Sometimes I love my family/sometimes I hate them.

They can be frustrating, dogmatic, overwhelming, annoying, and outrageously negative. They criticize, critique, judge, and feel the need to voice an opinion on every single subject discussed.

Not only that---due to unfortunately choices between my parents and siblings, some of us aren't on good terms with my parents. We're talking but not easily, words a bit forced, certain subjects avoided, people generally unhappy with the way things are but neither side willing to give.

I know that who I am has been greatly impacted by my family, the people I have been surrounded with for years. Even though I don't live with my parents any more, I still find myself thinking a certain way or doing certain things that I know are habits instilled by them.

(Like only getting gas from Canadian Tire in order to the get back the Canadian Tire reward money. My dad seemed to live by that rule and now it's the only place I feel I should pump gas from.)

It's not necessarily a negative thing, being so profoundly impacted by the family around you. I feel lucky that we're not a family that has been quiet, tiptoeing about each other, everyone busy doing their own things and lacking the care for each other. Sometimes it feels like the other way around--people care way too much about each other's business. They need to learn to back off during certain moment...but there's pros and cons to everything.

Tonight though, S and I headed over to the family house to have supper with them and generally shoot the breeze. J is going to visit C in Asia for a month so we were wishing her well, taking time to talk to her before she leaves.

We sat down with several pots of Earl Grey tea and played Skip-bo, Phase 10, and Uno. We talked, laughed, made crude jokes, drank more tea, argued, played more games, laughed, lamented our poor luck at the games, listened to music, and generally carried on like so for a few hours.

S and I were talking about how we would be financially tight for the next couple months (due to our move coming up), and before we left my Mom gave us two bags of random groceries and said they were never going to use them. Of course they would have...tuna, cream of mushroom, spaghetti sauce, spaghetti noodles, Alphagetti...every one in the family would have consumed those things at one point or another, but that's my Mom for you...sometimes she seems ungenerous in her soul because she won't give or compromise regarding certain issues, but then she does something quietly like that, and we're struck anew at how gracious our parents are.

They must worry. They must worry about our eternal souls, our finances, our relationships that might drag us down, the fact that we don't go consistently to church, our physical sicknesses and needs...they must lay awake at night and wonder where we are and what we are doing, whether we are safe or in a potentially dangerous situation. Once you're a parent, you never stop parenting. You never shut off that concern and love for your child.

JM comes over to S and I laying on the kitchen floor wrestling with M. He kisses each of us on the cheek and M hugs us. There's so much love covering the house, and it should be able to flood through the discontent and frustration. The grace should reach past the disagreements and differing opinions.

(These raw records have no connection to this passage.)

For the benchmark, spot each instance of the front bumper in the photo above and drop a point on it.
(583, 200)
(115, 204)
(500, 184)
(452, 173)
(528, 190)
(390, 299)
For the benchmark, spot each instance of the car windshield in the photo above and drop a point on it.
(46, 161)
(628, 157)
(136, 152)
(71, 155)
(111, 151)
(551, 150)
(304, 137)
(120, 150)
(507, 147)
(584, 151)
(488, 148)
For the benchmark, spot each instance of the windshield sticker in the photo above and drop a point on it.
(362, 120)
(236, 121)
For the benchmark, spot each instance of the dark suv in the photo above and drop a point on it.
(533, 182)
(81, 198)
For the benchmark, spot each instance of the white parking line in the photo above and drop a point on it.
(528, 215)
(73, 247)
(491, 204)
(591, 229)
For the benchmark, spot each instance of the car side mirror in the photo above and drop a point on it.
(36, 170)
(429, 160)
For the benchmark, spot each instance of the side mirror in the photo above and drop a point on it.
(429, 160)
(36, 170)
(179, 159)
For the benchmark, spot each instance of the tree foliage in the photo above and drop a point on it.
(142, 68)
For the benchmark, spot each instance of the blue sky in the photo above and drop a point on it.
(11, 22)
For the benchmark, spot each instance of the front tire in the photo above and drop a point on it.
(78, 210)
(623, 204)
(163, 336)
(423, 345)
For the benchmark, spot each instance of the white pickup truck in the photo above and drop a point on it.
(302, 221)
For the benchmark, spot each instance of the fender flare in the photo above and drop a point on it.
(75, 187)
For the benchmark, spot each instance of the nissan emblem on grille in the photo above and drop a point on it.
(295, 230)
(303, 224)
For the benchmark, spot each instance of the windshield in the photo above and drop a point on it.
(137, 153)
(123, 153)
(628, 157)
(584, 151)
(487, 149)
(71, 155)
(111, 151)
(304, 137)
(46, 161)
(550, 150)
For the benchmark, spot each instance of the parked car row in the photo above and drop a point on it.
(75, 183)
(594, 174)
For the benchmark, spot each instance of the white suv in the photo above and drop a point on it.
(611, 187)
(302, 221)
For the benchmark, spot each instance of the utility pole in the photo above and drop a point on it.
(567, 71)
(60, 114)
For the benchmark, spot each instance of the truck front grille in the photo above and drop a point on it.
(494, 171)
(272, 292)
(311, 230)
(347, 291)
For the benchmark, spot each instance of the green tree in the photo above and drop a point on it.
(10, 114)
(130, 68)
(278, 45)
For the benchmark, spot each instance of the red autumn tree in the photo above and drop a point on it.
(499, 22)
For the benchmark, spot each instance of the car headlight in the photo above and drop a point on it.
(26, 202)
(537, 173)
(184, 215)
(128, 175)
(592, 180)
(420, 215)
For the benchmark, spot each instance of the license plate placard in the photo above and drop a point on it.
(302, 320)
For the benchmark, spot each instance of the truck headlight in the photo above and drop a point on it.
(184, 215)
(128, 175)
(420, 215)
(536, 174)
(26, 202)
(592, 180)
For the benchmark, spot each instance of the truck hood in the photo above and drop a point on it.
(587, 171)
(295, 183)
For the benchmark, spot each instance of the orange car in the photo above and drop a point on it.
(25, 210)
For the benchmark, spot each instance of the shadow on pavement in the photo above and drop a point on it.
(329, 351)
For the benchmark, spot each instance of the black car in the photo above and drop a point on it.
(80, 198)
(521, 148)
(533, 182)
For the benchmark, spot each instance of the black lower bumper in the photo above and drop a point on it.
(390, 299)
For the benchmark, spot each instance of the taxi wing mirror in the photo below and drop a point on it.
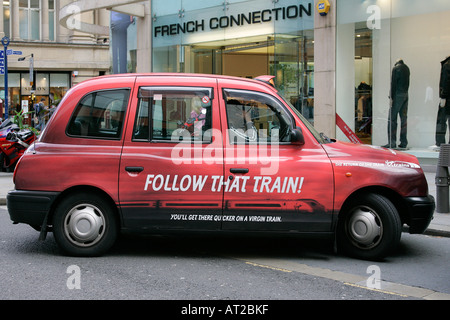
(297, 137)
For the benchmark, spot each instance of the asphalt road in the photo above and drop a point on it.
(217, 268)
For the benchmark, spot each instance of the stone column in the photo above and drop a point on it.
(144, 41)
(45, 21)
(15, 31)
(2, 31)
(325, 71)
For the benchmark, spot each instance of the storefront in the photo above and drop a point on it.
(239, 38)
(372, 37)
(51, 86)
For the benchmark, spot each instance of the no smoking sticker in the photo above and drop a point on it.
(205, 99)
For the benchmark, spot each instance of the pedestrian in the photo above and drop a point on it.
(443, 116)
(398, 105)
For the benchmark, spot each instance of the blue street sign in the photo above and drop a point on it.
(10, 52)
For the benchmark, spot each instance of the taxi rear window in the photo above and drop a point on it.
(100, 114)
(174, 114)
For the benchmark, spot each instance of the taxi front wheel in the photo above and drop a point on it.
(84, 224)
(369, 227)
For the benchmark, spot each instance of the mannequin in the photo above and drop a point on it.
(398, 105)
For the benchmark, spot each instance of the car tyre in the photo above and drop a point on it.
(85, 224)
(369, 228)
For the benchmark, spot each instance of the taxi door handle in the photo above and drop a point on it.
(134, 169)
(239, 170)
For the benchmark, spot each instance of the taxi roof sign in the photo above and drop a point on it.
(323, 7)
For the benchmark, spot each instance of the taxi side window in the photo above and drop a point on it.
(173, 114)
(100, 115)
(255, 117)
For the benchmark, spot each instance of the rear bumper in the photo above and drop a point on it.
(421, 210)
(30, 207)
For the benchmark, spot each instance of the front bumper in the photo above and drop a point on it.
(30, 207)
(421, 210)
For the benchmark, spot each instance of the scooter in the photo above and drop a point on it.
(13, 145)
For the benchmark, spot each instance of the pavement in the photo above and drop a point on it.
(440, 226)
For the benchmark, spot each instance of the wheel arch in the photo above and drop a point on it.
(84, 188)
(390, 194)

How do we get so caught up in these petty squabbles and little things, that we forget how much we love each other? When did we grow up into these people that are loud, opinionated, and a bit malicious and hurtful to each other?

I know one thing for sure--the love that is so strong should be strong enough to reach to each other in times of hurt, fear, and confusion. Perhaps we just need to learn how to show ourselves better...perhaps we need to become more transparent with our individual lives instead of being so independent and separate. Who knows the answers. I do know that I love my family despite all the rage and sadness I might feel due to them.

I love them. The ties that bind us, the blood ties are stronger than anything in the world. We're connected through shared childhood experiences, through the jokes and the tragedies, through the easy and difficult learning, through everything...We're a family and we might hate each other sometimes, but we love each other all the time.